"Two wrongs may not make a right but a thousand wrongs make a writer.”

Saturday, March 7, 2009

The Dirty Dozen and the Ides of March

It rained through the night and the wind pummeled our brick house and rattled the windows, and this morning there are standing pools of water in the front yard and the dead grass is beaten down. A section of downspout is in the road and cardboard boxes blown away from somewhere else sit in the yard like tombstones. The woods across the muddy road are black and still. My seed order sits neglected on the table under tax returns and library books. Seeds? Spring, oh spring.

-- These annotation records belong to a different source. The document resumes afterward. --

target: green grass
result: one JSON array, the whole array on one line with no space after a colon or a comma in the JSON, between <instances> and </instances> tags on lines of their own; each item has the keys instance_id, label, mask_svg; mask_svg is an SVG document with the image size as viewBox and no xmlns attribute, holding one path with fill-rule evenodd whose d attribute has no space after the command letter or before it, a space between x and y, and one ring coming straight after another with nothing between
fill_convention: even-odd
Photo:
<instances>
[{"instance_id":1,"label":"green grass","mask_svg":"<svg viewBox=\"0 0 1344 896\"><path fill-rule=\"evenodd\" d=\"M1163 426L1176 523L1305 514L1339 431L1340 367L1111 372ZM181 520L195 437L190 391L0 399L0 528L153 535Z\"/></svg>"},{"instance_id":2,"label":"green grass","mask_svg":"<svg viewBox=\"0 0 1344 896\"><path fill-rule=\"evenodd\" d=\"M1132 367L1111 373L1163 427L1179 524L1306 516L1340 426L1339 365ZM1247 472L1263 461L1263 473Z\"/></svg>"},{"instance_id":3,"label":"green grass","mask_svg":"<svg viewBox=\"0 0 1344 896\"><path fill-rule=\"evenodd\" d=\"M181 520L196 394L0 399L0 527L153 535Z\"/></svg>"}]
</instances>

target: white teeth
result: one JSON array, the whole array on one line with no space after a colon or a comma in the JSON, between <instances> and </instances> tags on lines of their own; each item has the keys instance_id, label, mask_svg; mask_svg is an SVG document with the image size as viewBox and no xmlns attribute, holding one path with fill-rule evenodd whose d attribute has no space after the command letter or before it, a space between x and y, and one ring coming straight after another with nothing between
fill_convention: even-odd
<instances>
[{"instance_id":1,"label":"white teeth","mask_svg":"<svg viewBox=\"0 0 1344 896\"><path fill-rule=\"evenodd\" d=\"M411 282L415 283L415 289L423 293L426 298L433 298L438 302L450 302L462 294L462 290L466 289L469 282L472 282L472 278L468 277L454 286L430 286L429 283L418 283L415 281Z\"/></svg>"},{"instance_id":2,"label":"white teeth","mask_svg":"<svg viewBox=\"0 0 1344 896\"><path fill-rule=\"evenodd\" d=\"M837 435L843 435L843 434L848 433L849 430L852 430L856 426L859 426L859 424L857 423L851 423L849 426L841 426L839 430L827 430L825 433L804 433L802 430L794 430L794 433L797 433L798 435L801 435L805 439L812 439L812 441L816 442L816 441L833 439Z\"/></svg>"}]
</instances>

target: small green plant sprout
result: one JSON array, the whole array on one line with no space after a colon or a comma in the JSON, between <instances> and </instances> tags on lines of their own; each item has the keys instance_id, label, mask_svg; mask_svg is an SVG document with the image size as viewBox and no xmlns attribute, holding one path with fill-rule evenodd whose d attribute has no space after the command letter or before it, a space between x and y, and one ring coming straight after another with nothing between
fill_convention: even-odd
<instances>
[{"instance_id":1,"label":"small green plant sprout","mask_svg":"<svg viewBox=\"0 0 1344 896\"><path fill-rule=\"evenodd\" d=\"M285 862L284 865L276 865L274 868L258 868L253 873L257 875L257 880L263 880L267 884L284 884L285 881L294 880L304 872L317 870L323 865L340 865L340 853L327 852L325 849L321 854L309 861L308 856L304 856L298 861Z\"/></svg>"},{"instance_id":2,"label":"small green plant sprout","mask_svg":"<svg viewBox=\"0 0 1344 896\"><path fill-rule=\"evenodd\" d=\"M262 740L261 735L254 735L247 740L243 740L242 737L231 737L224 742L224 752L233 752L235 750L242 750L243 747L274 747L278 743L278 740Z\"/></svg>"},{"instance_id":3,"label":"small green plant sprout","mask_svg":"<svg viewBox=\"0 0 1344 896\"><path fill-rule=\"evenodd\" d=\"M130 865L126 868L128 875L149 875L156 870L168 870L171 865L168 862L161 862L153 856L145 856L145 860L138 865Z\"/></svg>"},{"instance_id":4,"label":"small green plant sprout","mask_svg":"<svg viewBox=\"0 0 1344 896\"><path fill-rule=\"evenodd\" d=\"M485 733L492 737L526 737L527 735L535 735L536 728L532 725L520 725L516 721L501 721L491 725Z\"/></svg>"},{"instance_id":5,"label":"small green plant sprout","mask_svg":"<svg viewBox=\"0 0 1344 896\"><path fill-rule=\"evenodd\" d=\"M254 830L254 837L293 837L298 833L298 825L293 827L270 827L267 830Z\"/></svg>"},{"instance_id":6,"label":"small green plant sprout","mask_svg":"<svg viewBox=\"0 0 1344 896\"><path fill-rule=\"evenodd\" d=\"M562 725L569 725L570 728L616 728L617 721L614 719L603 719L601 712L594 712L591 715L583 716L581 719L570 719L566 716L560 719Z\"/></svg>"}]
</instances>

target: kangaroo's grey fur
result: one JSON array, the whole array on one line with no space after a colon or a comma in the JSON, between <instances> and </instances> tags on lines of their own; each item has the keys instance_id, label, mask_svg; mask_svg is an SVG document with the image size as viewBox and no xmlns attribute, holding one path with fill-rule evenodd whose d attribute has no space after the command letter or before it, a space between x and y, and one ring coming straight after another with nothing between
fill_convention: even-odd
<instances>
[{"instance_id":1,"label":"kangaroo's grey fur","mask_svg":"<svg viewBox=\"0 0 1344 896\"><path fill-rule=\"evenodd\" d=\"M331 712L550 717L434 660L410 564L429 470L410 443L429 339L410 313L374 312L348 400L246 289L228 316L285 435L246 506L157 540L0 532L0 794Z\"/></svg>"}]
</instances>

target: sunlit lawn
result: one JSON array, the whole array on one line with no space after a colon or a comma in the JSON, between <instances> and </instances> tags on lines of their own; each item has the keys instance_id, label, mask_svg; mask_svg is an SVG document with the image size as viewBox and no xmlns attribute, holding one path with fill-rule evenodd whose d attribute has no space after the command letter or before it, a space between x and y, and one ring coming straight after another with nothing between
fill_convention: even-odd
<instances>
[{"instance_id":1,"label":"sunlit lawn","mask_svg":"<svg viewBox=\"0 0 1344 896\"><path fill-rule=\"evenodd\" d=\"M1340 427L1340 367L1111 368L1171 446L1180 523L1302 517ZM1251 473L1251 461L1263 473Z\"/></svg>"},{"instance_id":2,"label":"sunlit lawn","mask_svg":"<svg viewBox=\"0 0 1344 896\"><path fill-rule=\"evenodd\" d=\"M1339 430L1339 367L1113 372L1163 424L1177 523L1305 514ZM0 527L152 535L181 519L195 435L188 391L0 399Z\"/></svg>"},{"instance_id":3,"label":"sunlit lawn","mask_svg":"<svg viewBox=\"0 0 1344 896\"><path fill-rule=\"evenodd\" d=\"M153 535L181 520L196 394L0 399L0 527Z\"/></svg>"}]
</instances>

Earth Day is April 22nd. I would encourage everyone to support organic farmers and buy local and in-season fruits and vegetables as much as possible. Secondly, recycle, especially plastic. Bottled water is one of the biggest scams of our day, and the single-use leaching plastic water bottles used by the industry are the bane of our landfills.

So recycle and eat organic. Following are the dirty dozen, foods you should always try to buy organic, either because of their thin skins that offer no protection against the poison sprayed on them by conventional farmers, or the hormones and antibiotics administered to encourage fast growth and prevent disease in crowded feedlots and factory chicken farms.

1. Meat and eggs
2. Milk
3. Coffee – most of the beans we buy are grown in countries that don’t regulate the use of pesticides or chemicals. Look for the USDA Organic label to insure you aren’t buying beans grown with potentially harmful chemicals. Or go a step further and look for the Fair Trade label which insures that your purchase supports farmers who are paid fairly and treated well. And look for the shade-grown varieties. Then you know your coffee is being grown under the canopy of the rainforest, leaving these ancient trees intact.
4. Peaches (delicate skins)
5. Apples
6. Sweet Bell Peppers – they are heavily sprayed and have thin skins that don’t offer much of a barrier.
7. Celery- no protective skin, which makes it impossible to wash off the chemicals used on conventional crops.
8. Strawberries – if you buy strawberries out of season, they’re most likely imported from countries that use less stringent regulations for pesticide use.
9. Leafy Greens – frequent contamination with what are considered the most potent pesticides used on food.
10. Grapes – imported grapes run a much greater risk of contamination than those grown
domestically, and grapes have very thin skins.
11. Potatoes – America’s popular spud ranks high for pesticide residue. It also gets the double whammy of fungicides added to the soil by conventional farmers.
12. Tomatoes – the tomato’s easily punctured skin is no match for chemicals that will eventually permeate it.

Pesticide, Herbicide, Fungicide . . . Suicide.